The second issue was the seating area below the elevated section of pipe, which had been expanded to make the most of the idiotic Techno-Jib audience shots. The safest way to change the gels and re-rig those power cables was to use a scissor lift with the “porch” fully extended to put me up and over all the added seating. The porch wasn’t quite long enough, though, so I had to lean out as far as humanly possible, at which point I could barely reach the pipe, lights, and cables. Not only was this difficult, painful — my lower back did not appreciate it at all — and somewhat dangerous (it’s not hard to fall out of a lift under such circumstances), but it made for a slow, tedious process.
Not a happy camper
Thus did a series of seemingly innocent decisions from the Brain Trust conspire to turn a relatively simple task into an all-day ordeal. The constant interruptions precluded me from finishing the job by the time we wrapped for the day, which meant I was right back at it first thing Tuesday morning, with my lower back stiff, sore, and barking loud from the previous day’s isometric exertions.
The grips had already commandeered the scissor lift, so I had to finish the job atop an eight step ladder in the grandstands, which meant placing it very carefully amid the audience seats — with the front two legs on apple boxes — then moving the ladder and boxes back and forth between the seats as I ran, connected, and re-labeled the remaining power cables.
I managed get it done — finally — without falling off the ladder, then was immediately handed another task, because that’s the nature of the pilot season beast: an all-work, all-the-time grind pushing the big rock up the steep hill. Once there, we’ll enjoy the view for a minute, then shoot the show and tear the whole thing down.

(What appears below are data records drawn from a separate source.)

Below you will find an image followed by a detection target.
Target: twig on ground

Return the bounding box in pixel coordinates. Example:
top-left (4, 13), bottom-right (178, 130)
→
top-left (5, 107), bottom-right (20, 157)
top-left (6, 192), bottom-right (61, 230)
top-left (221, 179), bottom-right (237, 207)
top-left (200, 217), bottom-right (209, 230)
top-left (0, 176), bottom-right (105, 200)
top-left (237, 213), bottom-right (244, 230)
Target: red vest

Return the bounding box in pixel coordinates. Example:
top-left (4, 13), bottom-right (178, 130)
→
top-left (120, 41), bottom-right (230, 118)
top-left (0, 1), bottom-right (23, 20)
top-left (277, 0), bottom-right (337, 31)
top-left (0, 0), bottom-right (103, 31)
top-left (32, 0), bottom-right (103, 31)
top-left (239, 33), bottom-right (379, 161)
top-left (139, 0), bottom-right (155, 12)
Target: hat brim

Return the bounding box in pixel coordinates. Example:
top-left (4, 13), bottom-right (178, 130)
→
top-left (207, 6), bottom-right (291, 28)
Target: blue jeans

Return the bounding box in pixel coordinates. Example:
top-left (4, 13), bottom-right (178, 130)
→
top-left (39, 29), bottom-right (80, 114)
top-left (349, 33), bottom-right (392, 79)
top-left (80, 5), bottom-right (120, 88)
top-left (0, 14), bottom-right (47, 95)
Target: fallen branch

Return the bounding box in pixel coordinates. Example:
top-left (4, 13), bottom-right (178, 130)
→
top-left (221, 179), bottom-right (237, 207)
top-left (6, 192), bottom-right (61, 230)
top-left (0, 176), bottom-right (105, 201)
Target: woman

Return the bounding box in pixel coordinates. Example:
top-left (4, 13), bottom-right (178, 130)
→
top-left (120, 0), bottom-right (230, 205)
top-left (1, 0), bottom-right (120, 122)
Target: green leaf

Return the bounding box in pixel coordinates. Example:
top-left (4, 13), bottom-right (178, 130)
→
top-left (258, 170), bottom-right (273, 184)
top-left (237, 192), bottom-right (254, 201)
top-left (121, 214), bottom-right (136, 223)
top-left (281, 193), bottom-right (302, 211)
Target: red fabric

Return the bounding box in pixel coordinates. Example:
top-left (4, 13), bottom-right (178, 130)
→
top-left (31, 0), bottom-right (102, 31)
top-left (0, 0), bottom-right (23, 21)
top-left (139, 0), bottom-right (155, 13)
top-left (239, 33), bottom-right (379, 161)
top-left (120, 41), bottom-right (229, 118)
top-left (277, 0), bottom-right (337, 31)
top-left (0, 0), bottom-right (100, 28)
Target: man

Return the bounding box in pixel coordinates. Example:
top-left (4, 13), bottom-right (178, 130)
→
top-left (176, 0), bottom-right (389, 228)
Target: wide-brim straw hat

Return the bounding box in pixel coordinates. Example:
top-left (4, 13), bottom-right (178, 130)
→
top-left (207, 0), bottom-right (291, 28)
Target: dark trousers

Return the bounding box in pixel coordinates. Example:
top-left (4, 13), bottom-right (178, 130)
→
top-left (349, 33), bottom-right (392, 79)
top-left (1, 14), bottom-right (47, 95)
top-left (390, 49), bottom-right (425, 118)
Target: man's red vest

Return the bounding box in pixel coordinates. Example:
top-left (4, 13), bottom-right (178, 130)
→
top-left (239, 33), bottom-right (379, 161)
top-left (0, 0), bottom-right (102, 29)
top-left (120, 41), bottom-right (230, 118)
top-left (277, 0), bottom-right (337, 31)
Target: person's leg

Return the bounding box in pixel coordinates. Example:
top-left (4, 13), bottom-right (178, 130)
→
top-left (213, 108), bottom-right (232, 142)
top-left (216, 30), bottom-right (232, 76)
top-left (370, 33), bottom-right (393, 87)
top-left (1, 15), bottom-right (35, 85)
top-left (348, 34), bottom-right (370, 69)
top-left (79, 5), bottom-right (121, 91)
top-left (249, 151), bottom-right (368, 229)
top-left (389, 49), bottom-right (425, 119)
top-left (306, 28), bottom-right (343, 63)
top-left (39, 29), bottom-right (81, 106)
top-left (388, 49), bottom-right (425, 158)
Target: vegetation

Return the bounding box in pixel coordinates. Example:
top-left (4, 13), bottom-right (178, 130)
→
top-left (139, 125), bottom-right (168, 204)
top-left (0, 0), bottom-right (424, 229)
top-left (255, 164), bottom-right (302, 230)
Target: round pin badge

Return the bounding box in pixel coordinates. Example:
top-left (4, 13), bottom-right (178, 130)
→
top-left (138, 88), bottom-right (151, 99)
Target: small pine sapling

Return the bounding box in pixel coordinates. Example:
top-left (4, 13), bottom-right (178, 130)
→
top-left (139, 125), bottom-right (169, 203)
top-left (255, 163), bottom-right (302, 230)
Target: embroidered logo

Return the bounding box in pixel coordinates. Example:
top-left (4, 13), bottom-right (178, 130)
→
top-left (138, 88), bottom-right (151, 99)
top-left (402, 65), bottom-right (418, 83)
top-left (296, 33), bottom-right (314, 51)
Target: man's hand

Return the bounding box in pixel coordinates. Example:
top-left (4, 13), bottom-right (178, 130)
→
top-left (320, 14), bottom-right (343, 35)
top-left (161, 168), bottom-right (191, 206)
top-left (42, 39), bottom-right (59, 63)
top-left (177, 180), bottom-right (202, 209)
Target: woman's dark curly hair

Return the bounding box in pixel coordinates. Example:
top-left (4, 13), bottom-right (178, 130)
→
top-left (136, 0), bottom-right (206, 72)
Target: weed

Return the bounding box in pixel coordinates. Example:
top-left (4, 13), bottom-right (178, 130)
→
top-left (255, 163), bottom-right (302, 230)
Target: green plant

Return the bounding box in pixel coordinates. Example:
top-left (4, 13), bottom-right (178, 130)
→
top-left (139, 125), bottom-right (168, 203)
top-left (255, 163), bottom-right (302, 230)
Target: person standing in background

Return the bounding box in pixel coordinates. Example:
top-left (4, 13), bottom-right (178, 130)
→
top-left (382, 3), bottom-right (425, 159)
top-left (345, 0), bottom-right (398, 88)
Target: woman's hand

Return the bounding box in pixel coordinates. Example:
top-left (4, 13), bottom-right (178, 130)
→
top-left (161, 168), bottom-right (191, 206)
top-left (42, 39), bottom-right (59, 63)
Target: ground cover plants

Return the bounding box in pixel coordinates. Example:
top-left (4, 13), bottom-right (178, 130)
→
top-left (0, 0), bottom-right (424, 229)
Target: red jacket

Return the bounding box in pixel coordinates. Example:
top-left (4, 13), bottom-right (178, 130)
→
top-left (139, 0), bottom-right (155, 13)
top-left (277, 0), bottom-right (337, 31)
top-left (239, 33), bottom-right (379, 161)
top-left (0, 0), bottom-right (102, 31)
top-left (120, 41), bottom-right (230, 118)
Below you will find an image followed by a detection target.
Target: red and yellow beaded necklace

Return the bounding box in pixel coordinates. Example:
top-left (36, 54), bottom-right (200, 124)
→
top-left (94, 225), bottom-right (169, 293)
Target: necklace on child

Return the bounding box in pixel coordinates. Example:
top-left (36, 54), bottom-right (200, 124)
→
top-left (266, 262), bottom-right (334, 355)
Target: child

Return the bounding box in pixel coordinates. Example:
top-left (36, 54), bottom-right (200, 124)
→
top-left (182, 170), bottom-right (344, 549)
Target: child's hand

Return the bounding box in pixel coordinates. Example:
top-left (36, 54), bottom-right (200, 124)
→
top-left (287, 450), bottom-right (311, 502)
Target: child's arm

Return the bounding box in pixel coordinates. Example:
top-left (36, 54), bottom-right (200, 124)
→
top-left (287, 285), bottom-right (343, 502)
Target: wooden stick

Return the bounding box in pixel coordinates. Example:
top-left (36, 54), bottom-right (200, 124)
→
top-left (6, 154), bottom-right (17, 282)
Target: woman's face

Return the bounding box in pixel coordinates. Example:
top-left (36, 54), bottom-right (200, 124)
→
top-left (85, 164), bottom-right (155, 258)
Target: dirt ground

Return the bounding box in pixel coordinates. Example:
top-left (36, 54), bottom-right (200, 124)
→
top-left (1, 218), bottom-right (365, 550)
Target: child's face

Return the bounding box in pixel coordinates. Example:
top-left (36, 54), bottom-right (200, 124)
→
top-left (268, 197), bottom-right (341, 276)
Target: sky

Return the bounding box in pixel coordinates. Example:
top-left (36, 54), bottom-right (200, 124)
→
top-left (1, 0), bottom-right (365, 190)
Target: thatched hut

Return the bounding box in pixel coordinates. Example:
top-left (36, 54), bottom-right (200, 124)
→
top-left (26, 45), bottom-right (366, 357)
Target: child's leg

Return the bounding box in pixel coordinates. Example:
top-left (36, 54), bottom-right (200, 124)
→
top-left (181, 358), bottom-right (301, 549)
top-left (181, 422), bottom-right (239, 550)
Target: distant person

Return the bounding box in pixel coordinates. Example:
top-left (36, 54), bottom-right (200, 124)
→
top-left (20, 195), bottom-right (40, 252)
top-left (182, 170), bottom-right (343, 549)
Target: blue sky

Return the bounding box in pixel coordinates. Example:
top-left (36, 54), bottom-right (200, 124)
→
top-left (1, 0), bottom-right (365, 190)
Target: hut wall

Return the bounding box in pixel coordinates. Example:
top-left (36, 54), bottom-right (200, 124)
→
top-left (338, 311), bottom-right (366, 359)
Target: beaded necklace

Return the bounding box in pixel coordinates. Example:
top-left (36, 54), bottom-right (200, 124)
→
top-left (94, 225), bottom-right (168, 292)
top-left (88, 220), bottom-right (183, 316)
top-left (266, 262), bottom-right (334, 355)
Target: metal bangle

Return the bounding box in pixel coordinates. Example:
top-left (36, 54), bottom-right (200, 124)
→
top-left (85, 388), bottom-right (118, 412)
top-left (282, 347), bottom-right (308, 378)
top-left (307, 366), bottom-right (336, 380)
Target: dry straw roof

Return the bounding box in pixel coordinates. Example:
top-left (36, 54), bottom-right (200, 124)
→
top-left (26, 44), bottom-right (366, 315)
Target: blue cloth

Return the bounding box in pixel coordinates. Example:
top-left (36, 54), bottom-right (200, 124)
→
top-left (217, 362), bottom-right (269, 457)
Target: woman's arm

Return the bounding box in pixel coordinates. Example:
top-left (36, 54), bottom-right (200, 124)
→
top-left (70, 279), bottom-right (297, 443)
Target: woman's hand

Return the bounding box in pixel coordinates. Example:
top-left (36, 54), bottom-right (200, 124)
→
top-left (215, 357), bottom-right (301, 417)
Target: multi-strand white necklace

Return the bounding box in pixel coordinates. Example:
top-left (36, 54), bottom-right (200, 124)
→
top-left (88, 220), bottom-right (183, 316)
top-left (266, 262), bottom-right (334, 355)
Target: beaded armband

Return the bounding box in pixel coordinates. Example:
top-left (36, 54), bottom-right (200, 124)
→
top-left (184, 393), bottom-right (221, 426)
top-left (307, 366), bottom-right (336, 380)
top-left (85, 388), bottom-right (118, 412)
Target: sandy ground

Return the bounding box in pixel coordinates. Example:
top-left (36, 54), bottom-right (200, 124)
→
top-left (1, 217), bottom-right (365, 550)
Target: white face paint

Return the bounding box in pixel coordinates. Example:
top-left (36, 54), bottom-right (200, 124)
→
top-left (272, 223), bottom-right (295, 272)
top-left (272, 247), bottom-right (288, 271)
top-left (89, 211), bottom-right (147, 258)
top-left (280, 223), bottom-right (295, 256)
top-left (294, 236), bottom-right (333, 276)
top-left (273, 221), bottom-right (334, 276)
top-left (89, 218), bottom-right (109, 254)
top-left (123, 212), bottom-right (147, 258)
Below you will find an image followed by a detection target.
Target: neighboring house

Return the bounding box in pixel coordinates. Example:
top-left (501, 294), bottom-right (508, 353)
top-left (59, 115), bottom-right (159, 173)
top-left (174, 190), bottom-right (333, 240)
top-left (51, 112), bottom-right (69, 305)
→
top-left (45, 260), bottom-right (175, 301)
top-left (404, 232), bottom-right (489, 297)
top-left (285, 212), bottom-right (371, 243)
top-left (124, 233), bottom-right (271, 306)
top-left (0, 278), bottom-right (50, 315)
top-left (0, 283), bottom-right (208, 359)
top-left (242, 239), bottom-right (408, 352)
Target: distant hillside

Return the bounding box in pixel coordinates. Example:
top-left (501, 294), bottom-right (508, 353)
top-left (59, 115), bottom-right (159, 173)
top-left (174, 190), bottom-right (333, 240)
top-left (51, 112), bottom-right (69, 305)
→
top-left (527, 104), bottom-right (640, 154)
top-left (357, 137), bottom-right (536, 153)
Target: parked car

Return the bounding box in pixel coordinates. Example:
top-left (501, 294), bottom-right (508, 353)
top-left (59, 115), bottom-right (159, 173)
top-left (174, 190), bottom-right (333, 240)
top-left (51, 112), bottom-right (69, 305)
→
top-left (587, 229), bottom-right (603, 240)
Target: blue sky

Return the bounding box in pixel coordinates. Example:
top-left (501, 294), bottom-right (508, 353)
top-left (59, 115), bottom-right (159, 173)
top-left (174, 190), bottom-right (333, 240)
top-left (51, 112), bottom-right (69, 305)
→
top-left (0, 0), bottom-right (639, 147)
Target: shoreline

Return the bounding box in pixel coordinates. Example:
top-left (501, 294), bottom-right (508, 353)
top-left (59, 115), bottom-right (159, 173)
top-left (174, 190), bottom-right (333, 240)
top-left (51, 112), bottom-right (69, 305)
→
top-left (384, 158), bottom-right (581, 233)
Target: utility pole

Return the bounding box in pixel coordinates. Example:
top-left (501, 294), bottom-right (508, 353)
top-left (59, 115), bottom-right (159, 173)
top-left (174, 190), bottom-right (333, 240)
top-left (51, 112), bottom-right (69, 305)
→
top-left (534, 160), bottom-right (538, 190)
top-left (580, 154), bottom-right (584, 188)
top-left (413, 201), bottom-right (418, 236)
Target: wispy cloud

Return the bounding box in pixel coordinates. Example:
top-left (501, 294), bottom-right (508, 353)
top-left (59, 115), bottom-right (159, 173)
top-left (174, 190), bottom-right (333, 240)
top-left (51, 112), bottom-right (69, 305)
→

The labors of Sisyphus, indeed.




Dios mio. All that hard (impossible for 99% of the human population) work. Always deserving a raise, or bonus, which seldom comes. Alas, freedom you've found, but even though the grind was difficult at the time, I'm positive you miss much of the experience. You could do 10 Substacks, Michael, I'm sure, on what you miss about that difficult work. Not only the work but the comradery and connecting with other survivors. Not to mention, some of the food. Your back will forgive you. :)
“Smart”, nothing. Blind luck. I coulda been a PA!